Second, and much more importantly, it's culturally invasive. If all of the goo goo civility thumbsuckers out there actually gave a fig about political polarization, they'd realize these kind of efforts are counterproductive. Want me to feel less set upon by my ideological adversaries? Then don't make the two-point conversion an opportunity to relitigate the individual mandate. The culture wars get a lot hotter when we're unwilling to limit the scope of the battlefield.
As bad as the NFL campaign is, however, it pales in comparison to this, from the Heartland Institute's Loren Heal at Human Events:
The Los Angeles Unified School District will use a state grant to train teens to promote ObamaCare to family members.
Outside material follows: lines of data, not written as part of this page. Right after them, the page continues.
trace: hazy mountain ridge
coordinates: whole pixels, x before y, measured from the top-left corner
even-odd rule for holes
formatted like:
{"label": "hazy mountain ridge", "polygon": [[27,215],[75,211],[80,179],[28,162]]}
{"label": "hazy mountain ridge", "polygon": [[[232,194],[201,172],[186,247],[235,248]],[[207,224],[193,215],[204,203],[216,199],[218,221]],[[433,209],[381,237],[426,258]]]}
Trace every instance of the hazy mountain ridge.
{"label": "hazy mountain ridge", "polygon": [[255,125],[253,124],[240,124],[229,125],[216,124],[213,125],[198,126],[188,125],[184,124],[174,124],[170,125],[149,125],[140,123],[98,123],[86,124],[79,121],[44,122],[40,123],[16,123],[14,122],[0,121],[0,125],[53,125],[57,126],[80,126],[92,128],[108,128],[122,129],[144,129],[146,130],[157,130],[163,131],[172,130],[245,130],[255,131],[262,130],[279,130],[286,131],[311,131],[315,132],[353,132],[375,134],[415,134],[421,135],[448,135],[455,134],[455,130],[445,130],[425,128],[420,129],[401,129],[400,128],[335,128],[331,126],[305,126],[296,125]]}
Covered California, the state’s health insurance exchange, announced grants of $37 million on May 14 to promote the nationally unpopular law.
LAUSD will receive $990,000. The district listed as a primary outcome for its project, “Teens trained to be messengers to family members.”
Covered California spokeswoman Sarah Soto-Taylor said staff have not questioned this goal.
“We have confidence that the model LA Unified brought to the table will be successful in reaching our target population, which includes family members of students,” she said.
LAUSD will also use tax-paid staff to promote ObamaCare through phone calls to students’ homes, in-class presentations, and meetings with employees eligible for ObamaCare’s taxpayer-covered healthcare, the grant award says.
Invade my football game with a PSA that is (A) justification for discharging a firearm at my television and (B) underwritten by me, and I'll be annoyed. Start deputizing my (purely hypothetical, to the best of my knowledge) children to dispense your agitprop and the situation is about to go thermonuclear.
This brings up an interesting question. Over on the Member Feed (it's pretty cool in there, so you might as well pay the cover charge), member Scarlet Pimpernel wonders if the logic of yesterday's Supreme Court decision on gay marriage means that young children in public schools are going to start receiving more ... expansive, shall we say ... sex education. That doesn't strike me as a homophobic question. In fact, it strikes me as the kind of question a parent would avoid only if they were going out of their way to avoid seeming homophobic. You can probably be completely fine with gay marriage and still want to avoid your adolescent child being exposed to the sexual buffet theory of eros.
Is the day soon coming -- perhaps the question is 'has it already arrived' -- when conservatives will, as a matter of conscience, no longer be able to consider public education as a viable option for their children?